It’s not for everyone, but I enjoy trying to figure out specialized technical terminology, even at a superficial level. For the last month or two, I have been helping assemble a revision of a FADGI guideline (PDF) and an accompanying explanatory report (PDF).  Both of these documents pertain to measuring the performance of analog-to-digital converters (ADC) for sound recordings; you can find them and other relevant documents at a dedicated FADGI Web page. This experience has let me peer into the world of audio engineering.  (FADGI stands for the Federal Agencies Digitization Guidelines Initiative; there are two Working Groups, one for still images, one for audio-visual.)

FADGI field test of ADC performance metrics and methods in a preservation reformatting studio at the National Archives and Records Administration in College Park, Maryland.  Left to right: FADGI expert consultants Chris Lacinak and Phillip Sztenderowicz, and NARA recording engineer Ryan Davis.
FADGI field test of ADC performance metrics and methods in a preservation reformatting studio at the National Archives and Records Administration in College Park, Maryland. Left to right: FADGI expert consultants Chris Lacinak and Phillip Sztenderowicz, and NARA recording engineer Ryan Davis.

If you are familiar with audio digitization, some of the terms will come easily and are even self-explanatory: frequency response (what are the highest and lowest sound pitches that can be reproduced without having the level or volume fall out of range?), total harmonic distortion + noise (has to do with, well, distortion and noise, stuff you don’t want in your audio stream), and two types of crosstalk (for stereo, you want to keep left separate from right).

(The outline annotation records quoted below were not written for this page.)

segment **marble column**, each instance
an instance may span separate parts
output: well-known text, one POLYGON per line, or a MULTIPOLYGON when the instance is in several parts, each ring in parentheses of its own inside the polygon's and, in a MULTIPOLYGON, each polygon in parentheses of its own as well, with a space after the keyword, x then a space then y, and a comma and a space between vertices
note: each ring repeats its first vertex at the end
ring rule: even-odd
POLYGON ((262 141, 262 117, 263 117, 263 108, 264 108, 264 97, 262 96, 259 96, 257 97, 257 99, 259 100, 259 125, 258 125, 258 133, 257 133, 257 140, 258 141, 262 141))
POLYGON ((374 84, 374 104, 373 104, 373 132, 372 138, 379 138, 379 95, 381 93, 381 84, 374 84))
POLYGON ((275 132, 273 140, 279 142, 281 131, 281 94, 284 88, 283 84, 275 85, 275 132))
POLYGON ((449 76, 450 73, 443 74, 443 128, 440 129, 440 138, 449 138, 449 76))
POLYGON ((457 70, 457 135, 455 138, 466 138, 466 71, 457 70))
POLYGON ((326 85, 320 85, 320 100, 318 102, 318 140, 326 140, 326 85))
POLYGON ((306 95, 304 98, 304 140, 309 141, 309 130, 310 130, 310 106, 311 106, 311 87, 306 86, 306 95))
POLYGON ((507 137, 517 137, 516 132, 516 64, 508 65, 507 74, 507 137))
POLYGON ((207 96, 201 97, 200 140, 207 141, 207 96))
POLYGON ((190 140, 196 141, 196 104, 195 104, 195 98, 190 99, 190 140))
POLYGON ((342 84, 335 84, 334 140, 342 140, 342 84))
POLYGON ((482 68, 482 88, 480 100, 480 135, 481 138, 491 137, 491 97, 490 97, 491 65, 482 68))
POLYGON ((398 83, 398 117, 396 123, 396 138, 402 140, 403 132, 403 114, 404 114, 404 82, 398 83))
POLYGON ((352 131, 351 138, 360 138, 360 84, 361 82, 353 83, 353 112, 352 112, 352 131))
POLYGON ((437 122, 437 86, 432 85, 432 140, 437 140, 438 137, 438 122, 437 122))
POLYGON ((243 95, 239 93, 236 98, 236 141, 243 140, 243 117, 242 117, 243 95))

Among the terms that were a little more mysterious to me was common-mode rejection ratio. I learned that this has to do with the ability of a device to reject noise and interference that typically results from picking up unwanted electromagnetic interference in the wiring between the audio source and the ADC’s input.

My favorite mystery terms consist of this pair: sync input jitter susceptibility and jitter transfer gain. For a layperson, the word jitter is irresistible. Alas, even with audio at stake, this has nothing to do with music or dance. Rather, the term reflects the importance of a “clock.” As discussed in the sidebar that follows, digitization entails sampling the audio, producing a large number of numbers (the digits, natch) at very precise intervals in time, aka “event instants.” One Audio Engineering Society standard (AES-12id-2006, r2011) defines jitter as “the dynamic deviation of event instants in a stream or signal from their ideal positions in time.” Accuracy and precision are at stake.  Continued below sidebar.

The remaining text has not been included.